Page MenuHomePhabricator

Evaluate the phrase rescore
Closed, ResolvedPublic

Description

Sometimes the phrase rescore seems to be overboosted and can cause the first search results page to be flooded by sub-optimal results.

  • The phrase rescore is applied to the all field which means if a category perfectly matches all its article have good chance to be part of the first result page:
    • We should maybe add a new config where we can set the list of fields where the phrase rescore is applied (text only?)
    • We should review the boost value of 10 which seems to be very high, titles are currently underboosted because of the allfield and a high boost for phrase rescore does not really help.

Event Timeline

dcausse created this task.Feb 25 2016, 1:32 PM
Restricted Application added a project: Discovery. · View Herald TranscriptFeb 25 2016, 1:32 PM
Restricted Application added subscribers: StudiesWorld, Aklapper. · View Herald Transcript
dcausse added a comment.EditedMar 9 2016, 1:51 PM

I used the new Erik's engineScore to run some evaluation.
The score seems to confirm our assumptions that a boost of 10 is too high.
Preferred value is around 1. The score also suggests to increase the window size to 650.
Full details: https://docs.google.com/document/d/1upbJo5fB0i2N8C7k_9ySS4iSnjLniRL1zgNon9BuQ7g/edit?usp=sharing
The impact is very minimal from this score point of view but I hope it'll have a larger impact in real.

I'd suggest to either change the value directly without any A/B test and collect new metrics to re-run the engine score or run an A/B test.
Since this score tends to prefer its current settings I'm curious to see what will happen if we re-run this test on the data collected with cirrus configured with a phrase boost of 1. Will it suggest again to decrease the value?

We could run relcomp and extract the top 20 unordered to double check that the impact is not too high so that it can be pushed to prod safely.

As suggested by @TJones I ran another optimisation to make sure that there is no better point between 1 and 10.
According to the last graph it seems clear that the score prefers a lower phrase boost (google doc updated).

As suggested by @EBernhardson we should maybe run an A/B test.

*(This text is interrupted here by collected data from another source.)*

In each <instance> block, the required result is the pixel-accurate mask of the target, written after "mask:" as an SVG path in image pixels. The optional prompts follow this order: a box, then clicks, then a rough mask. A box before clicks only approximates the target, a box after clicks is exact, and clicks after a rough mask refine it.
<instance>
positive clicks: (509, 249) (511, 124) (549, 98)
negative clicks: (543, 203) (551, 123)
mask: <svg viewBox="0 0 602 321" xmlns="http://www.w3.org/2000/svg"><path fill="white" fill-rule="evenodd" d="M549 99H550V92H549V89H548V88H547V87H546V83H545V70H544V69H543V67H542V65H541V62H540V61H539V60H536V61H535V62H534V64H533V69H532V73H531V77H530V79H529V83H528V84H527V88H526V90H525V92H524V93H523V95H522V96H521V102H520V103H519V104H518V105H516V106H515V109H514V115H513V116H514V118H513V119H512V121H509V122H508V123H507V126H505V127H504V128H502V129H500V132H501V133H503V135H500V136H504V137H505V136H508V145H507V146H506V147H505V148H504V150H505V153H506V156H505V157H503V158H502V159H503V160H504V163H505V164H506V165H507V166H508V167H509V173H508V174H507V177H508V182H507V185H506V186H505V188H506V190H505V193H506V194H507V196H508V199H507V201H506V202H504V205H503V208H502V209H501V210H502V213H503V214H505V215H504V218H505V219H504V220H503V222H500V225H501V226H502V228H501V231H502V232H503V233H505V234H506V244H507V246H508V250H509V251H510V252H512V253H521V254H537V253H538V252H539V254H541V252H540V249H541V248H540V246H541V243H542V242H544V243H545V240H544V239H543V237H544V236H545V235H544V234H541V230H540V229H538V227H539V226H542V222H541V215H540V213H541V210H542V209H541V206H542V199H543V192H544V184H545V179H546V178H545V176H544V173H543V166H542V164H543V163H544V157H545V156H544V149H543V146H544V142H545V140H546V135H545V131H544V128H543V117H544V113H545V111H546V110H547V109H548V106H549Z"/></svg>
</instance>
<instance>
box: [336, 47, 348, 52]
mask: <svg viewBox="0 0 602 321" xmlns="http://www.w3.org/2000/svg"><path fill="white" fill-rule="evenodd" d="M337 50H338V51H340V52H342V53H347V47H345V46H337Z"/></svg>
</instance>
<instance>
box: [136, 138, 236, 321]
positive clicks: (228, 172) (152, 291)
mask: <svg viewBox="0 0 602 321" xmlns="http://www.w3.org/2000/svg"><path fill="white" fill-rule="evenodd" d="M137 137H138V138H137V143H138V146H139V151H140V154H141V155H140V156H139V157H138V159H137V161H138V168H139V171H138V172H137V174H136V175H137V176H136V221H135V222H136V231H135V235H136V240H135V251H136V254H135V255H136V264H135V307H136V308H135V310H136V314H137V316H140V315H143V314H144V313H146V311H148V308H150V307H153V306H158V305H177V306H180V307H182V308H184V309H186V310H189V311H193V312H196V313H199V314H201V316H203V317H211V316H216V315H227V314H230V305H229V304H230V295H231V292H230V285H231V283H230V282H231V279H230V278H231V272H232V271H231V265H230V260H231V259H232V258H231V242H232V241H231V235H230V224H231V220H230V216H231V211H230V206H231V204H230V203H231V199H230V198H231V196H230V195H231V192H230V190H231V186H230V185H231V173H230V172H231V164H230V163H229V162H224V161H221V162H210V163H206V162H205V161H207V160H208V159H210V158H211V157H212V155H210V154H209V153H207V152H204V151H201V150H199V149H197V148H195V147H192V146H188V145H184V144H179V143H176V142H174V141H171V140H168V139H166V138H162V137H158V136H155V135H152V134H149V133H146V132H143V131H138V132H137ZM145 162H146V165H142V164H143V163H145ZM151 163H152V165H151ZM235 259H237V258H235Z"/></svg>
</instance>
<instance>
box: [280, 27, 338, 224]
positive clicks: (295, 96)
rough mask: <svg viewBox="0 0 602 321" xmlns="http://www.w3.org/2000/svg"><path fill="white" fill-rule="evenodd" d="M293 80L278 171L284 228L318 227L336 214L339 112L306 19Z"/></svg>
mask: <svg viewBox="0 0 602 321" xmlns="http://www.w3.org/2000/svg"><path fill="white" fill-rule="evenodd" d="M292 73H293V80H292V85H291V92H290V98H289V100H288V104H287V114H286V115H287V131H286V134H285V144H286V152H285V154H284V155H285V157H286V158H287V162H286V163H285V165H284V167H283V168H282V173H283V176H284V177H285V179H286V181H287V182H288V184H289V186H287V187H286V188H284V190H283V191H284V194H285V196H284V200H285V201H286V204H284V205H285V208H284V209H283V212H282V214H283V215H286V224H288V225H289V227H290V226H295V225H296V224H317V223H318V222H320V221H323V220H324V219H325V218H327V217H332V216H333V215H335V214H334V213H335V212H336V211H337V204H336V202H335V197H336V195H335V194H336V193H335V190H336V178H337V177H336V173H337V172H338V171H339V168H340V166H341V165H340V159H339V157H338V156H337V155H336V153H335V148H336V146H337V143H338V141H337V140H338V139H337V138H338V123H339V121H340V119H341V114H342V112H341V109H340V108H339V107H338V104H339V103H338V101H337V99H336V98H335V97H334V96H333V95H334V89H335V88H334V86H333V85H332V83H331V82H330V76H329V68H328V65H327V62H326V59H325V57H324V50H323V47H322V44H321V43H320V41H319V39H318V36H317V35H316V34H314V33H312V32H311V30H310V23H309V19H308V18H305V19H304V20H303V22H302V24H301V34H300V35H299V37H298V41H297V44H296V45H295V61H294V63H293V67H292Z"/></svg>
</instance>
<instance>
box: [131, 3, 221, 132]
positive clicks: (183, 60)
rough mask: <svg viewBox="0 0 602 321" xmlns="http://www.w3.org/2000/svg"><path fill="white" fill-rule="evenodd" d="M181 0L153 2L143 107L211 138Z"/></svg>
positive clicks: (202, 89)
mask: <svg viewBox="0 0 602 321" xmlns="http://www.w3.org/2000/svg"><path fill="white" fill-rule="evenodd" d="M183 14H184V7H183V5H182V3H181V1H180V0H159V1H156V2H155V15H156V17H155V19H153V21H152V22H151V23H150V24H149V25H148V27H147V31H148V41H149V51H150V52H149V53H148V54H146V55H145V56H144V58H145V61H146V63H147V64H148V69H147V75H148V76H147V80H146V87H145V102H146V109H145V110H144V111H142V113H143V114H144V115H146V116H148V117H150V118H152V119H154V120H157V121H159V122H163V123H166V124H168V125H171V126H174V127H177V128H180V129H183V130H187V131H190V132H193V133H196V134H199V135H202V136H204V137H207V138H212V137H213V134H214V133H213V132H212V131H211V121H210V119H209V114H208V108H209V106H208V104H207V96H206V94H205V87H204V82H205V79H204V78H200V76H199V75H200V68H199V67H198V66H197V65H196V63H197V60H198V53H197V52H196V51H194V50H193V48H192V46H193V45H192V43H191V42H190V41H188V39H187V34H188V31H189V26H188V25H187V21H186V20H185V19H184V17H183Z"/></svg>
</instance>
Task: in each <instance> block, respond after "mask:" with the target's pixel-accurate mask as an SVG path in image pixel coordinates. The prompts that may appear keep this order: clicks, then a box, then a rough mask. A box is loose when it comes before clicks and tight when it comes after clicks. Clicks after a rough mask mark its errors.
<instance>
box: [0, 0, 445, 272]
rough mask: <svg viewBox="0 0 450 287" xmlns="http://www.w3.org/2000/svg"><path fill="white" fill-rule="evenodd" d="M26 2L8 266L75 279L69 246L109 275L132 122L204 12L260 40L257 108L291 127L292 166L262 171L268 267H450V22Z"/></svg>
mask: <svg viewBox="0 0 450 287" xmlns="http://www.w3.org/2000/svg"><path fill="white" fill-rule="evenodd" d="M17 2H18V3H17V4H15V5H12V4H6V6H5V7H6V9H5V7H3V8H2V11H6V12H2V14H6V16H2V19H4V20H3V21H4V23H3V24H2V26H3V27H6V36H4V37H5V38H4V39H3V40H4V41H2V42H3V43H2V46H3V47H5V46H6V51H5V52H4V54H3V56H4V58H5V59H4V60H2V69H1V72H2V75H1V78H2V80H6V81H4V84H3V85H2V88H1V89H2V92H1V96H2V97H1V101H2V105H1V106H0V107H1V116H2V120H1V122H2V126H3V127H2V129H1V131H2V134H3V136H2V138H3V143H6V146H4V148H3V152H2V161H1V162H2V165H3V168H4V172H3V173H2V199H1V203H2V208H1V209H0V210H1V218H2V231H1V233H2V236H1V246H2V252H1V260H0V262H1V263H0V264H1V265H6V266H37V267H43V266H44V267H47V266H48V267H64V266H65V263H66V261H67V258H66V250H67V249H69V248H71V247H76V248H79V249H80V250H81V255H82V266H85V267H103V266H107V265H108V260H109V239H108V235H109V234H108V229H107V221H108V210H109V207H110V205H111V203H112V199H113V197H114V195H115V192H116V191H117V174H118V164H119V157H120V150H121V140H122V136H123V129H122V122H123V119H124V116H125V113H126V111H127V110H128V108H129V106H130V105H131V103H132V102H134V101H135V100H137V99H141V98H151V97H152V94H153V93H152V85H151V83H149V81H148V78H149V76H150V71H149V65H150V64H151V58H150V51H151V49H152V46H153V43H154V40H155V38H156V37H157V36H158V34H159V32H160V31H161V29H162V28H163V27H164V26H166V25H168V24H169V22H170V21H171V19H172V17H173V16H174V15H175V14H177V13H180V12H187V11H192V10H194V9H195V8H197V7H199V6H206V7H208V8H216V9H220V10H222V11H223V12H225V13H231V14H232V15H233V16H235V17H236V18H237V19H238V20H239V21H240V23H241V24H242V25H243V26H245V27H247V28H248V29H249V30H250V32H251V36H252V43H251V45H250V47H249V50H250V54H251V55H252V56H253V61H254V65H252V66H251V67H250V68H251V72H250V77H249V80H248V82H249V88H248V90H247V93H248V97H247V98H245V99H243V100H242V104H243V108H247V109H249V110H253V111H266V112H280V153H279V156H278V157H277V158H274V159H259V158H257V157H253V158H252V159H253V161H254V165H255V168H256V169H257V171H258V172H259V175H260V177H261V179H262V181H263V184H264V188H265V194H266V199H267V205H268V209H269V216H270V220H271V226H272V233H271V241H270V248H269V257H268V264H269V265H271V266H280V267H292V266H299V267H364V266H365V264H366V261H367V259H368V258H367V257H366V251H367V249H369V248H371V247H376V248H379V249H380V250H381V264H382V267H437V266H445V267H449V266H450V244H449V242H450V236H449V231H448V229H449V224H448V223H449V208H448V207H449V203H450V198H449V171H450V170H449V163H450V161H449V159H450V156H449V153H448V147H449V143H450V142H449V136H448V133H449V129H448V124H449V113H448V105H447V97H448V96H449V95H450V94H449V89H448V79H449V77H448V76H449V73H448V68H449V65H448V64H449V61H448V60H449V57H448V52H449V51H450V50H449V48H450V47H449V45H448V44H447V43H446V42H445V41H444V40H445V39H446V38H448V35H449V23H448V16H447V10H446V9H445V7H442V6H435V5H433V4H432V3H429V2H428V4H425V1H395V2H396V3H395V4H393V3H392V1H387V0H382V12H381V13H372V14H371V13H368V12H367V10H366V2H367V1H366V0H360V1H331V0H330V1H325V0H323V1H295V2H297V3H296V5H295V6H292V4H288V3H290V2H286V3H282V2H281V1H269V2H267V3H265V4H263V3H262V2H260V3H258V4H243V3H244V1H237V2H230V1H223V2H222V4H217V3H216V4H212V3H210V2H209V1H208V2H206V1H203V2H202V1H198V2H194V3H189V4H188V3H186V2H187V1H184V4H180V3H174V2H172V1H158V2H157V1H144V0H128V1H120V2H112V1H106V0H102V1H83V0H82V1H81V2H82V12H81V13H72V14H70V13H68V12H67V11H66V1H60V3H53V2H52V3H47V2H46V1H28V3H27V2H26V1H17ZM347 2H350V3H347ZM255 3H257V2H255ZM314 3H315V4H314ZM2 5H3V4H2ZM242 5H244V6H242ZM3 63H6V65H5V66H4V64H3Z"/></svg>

Copy/pasting the analysis run by @TJones concerning the evaluation of the impact.
The change in the engine score is very small but we can see non negligible impact when running other tools in the rel forge:
I'd like to say that this is a good news because this change has a non negligible impact in the top 20: ~20% of the queries have different pages in the top 20.

I ran the default (10) vs wgCirrusSearchPhraseRescoreBoost of 1, and 0.1, and then for fun I compared 1 and 0.1. I was hoping there would be a reasonable gradient of change (i.e., 10 vs 1 + 1 vs 0.1 would be approximately 10 vs 0.1), but it looks like things get pretty mixed up at each step.
10 vs 1
Metrics:

Query Count: 1000
Zero Results: 24.3%
Top 3 Unsorted Results Differ: 12.2%
Top 3 Sorted Results Differ: 14.5%
Top 5 Unsorted Results Differ: 15.1%
Top 5 Sorted Results Differ: 20.5%
Top 20 Unsorted Results Differ: 20.4%
Top 20 Sorted Results Differ: 31.8%

10 vs 0.1
Metrics:

Query Count: 1000
Zero Results: 24.3%
Top 3 Unsorted Results Differ: 26.8%
Top 3 Sorted Results Differ: 28.8%
Top 5 Unsorted Results Differ: 29.6%
Top 5 Sorted Results Differ: 32.1%
Top 20 Unsorted Results Differ: 30.2%
Top 20 Sorted Results Differ: 34.2%

1 vs 0.1
Metrics:

Query Count: 1000
Zero Results: 24.3%
Top 3 Unsorted Results Differ: 22.9%
Top 3 Sorted Results Differ: 25.8%
Top 5 Unsorted Results Differ: 27.6%
Top 5 Sorted Results Differ: 30.6%
Top 20 Unsorted Results Differ: 28.9%
Top 20 Sorted Results Differ: 33.5%
Deskana closed this task as Resolved.Mar 24 2016, 4:33 PM
Deskana added a subscriber: Deskana.

Closing this one. In the end, this led to T129593.